Born in New York City of West Indian parents, Lorde came to poetry in her early teens, through a need to express herself. Her first poem to be published was accepted by Seventeen magazine when she was still in high school. The poem had been rejected by her school paper, Lorde explains in Black Women Writers, because her "English teachers . . . said [it] was much too romantic." Her mature poetry, published in volumes including New York Head Shop and Museum, Coal, and The Black Unicorn, is sometimes romantic also. Often dealing with her lesbian relationships, her love poems have nevertheless been judged accessible to all by many critics. In Martin's words, "one doesn't have to profess heterosexuality, homosexuality, or asexuality to react to her poems. . . . Anyone who has ever been in love can respond to the straightforward passion and pain sometimes one and the same, in Lorde's poems."

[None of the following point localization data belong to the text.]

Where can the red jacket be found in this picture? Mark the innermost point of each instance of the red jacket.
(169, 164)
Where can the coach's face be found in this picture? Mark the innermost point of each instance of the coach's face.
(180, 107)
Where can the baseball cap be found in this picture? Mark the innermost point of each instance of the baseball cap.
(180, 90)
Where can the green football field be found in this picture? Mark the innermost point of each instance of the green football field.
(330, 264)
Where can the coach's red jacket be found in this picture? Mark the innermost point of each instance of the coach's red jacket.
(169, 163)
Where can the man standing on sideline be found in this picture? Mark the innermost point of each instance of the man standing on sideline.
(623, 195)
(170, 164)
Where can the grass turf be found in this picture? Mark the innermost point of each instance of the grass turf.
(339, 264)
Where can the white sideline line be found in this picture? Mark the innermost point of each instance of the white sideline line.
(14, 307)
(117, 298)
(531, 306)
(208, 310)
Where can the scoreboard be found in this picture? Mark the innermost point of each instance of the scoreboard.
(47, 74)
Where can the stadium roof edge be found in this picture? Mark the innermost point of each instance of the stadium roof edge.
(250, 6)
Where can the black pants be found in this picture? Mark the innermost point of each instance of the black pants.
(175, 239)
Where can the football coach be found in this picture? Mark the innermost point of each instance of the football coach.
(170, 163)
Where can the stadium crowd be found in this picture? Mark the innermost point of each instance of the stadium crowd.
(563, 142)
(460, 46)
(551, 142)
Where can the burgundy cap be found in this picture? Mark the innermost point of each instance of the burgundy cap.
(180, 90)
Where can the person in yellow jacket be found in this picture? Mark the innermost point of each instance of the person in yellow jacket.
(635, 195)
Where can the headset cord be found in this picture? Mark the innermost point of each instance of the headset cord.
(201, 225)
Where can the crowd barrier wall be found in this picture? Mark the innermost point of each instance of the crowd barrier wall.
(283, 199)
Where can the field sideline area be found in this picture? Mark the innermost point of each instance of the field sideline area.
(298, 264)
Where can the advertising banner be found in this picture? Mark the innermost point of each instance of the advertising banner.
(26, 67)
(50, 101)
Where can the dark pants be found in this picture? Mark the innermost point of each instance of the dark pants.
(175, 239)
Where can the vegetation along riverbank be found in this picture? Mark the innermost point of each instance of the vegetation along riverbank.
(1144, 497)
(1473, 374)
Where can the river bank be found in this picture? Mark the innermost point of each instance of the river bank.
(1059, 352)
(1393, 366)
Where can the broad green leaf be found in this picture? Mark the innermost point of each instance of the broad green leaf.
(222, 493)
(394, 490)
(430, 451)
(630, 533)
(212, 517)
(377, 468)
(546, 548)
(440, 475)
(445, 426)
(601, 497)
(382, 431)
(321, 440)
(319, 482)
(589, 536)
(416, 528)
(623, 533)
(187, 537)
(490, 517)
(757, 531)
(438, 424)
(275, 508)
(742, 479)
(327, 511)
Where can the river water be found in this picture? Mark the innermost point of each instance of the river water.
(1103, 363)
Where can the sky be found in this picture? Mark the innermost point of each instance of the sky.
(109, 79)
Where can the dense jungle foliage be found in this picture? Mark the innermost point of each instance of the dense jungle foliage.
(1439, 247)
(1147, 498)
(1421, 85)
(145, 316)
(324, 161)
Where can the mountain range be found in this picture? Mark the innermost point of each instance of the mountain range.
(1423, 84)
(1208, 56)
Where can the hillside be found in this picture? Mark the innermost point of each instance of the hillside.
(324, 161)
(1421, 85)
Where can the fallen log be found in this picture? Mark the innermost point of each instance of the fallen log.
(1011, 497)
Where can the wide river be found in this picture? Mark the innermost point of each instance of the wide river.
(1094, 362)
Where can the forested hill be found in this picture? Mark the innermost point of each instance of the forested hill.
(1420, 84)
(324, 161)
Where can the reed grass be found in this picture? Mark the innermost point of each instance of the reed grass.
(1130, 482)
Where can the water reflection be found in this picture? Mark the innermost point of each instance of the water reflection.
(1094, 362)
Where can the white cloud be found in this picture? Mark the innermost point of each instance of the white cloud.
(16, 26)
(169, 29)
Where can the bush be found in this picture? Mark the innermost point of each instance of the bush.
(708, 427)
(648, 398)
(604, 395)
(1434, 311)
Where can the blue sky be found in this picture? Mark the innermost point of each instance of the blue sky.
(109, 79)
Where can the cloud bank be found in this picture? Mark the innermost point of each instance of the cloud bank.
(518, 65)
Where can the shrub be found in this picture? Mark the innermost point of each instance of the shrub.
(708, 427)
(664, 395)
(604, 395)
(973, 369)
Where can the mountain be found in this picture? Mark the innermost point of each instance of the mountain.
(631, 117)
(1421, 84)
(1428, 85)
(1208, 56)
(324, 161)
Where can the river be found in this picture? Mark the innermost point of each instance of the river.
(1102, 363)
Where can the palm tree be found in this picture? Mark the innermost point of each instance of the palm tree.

While Lorde's love poems composed much of her earliest work, her experiences of civil unrest during the 1960s, along with Lorde's own confusion over her sexuality—a bisexual, she married in 1962 and had two children before divorcing and making a renewed commitment to her female lovers—created a rapid shift to more political statements. As Jerome Brooks reported in Black Women Writers (1950-1980): A Critical Evaluation, "Lorde's poetry of anger is perhaps her best-known work." In her poem "The American Cancer Society, or There Is More than One Way to Skin a Coon," she protested against white America thrusting its unnatural culture on blacks; in "The Brown Menace or Poem to the Survival of Roaches," she likened blacks to cockroaches, hated, feared, and poisoned by whites. Poetry critic Sandra M. Gilbert remarked that "it's not surprising that Lorde occasionally seems to be choking on her own anger . . . [and] when her fury vibrates through taut cables from head to heart to page, Lorde is capable of rare and, paradoxically, loving jeremiads."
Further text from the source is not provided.